Mit Röhren-Fernseher als Bildschirm und einer Tastatur aus Weichenschalter für Modelleisenbahnen.Sabine Gudath

Berlin-Wie bekomme ich einen Computer? Die Frage bewegte viele in der DDR, weil zwar theoretisch Computer für den Hausgebrauch angeboten wurden, aber viel zu wenige. Da war Selbsthilfe angesagt.

Der Software-Entwickler Thomas Falk (51) aus Dresden zeigt noch heute auf dem „Vintage Computing Festival“ im Deutschen Technikmuseum, wie sich der elektronikbegeisterte DDR-Bürger half, wenn West-Oma keinen Commodore C64 beschaffen konnte oder kein Westgeld für den Intershop da war. Die Zeitschrift „Funkamateur“ war da hilfreich: 1984 veröffentlichte sie eine Anleitung zum Bau des „Amateurcomputers AC 1“.
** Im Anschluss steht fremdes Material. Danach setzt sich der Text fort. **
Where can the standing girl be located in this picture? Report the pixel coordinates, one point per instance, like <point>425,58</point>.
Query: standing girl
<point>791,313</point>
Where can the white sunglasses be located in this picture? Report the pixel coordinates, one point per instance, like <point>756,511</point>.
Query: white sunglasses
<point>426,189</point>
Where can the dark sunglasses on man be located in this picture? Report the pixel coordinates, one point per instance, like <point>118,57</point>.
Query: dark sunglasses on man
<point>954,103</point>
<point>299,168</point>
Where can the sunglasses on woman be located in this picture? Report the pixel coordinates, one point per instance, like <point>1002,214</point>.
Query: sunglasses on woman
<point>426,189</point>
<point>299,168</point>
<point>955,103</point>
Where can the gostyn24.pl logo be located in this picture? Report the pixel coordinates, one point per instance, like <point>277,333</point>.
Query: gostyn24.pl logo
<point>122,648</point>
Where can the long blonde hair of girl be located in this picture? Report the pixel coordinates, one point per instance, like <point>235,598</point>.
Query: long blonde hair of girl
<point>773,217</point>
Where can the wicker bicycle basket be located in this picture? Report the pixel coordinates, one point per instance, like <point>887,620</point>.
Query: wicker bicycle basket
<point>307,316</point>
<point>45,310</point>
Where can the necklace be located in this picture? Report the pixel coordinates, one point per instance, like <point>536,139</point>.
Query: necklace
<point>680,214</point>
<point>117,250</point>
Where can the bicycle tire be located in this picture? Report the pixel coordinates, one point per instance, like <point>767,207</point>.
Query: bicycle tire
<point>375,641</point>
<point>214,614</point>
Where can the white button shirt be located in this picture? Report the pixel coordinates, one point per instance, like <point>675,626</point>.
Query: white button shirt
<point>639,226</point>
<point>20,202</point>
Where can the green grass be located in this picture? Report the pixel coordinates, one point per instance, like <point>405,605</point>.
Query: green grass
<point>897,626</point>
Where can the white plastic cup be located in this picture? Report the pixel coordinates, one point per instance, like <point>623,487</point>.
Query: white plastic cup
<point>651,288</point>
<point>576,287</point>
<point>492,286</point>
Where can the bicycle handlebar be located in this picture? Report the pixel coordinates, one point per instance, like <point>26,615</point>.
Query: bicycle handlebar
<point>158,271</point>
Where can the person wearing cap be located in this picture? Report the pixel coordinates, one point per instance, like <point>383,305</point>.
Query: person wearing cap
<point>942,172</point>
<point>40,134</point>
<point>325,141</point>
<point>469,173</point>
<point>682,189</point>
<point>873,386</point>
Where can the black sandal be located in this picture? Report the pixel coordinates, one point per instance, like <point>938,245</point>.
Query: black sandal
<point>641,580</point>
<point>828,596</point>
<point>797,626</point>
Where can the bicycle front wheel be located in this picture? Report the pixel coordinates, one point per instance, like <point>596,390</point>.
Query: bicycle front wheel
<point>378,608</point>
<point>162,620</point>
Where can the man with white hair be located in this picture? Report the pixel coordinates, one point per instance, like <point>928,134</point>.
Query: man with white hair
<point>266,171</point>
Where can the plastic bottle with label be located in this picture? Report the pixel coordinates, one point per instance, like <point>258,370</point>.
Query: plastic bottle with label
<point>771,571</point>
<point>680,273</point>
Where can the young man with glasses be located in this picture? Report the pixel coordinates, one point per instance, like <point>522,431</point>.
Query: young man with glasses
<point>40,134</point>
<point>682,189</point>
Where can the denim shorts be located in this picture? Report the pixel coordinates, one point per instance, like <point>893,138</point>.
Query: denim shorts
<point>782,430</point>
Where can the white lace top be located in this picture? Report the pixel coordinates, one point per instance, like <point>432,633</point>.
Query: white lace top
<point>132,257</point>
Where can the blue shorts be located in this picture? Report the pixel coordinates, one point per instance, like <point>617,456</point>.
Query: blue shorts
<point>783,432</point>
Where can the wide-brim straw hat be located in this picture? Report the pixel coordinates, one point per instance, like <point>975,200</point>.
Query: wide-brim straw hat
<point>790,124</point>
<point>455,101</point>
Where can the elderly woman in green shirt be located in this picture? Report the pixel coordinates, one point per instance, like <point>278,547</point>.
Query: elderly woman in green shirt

Falk: „Die Leiterplatte konnte man dazu bekommen oder selbst ätzen.“ Die eigentlichen elektronischen Bauteile waren über einen Laden im Versandhandel zu beziehen, wurden gern gebunkert und getauscht.

Philipp Sander mit dem Röhren-Modell einer Schaltung zum Speichern eines einzigen Bits. 
Philipp Sander mit dem Röhren-Modell einer Schaltung zum Speichern eines einzigen Bits.Sabine Gudath

Als Bildschirme dienten über Antennenkabel angeschlossene TV-Geräte, und wer keine Tastatur ergattern konnte, baute sich eine aus Weichenschaltern für Modelleisenbahnen. „Man kann mit diesen Rechnern noch Briefe schreiben“, sagt Thomas Falk, „und wenn man diese Hardware kennt, kann man Probleme bei modernen Rechnern bewältigen.“

20 Konsolen aus den 90er-Jahren stehen bereit

Die Messe bietet einen breiten Einblick in die „Archäologie“ der Mikrocomputer. Der Informatiker Jörg Gudehus (52), der 80 Apple-Rechner besitzt: „Seit meinem Apple II von 1978 wurde die Bedienung dramatisch einfacher, aber auch komplexer. Ich schätze, dass private Nutzer heute höchstens drei Prozent dessen ausschöpfen, was ein Rechner zu leisten vermag.“

Der HU-Student Philipp Sander (27) zeigt die technische Entwicklung sehr deutlich: Mit Röhren hat er eine buchgroße Schaltung gebaut, die nötig ist, um ein Bit abzuspeichern. Ein Handy mit 4-Gigabyte-Arbeitsspeicher hat 32 Millionen solcher Schaltungen ... Beim Festival mit seinen 80 Ausstellern kann man fachsimpeln, seine alten Teile in der Reparierecke selbst wiederbeleben, und natürlich spielen: 20 Konsolen aus den 90er-Jahren stehen bereit.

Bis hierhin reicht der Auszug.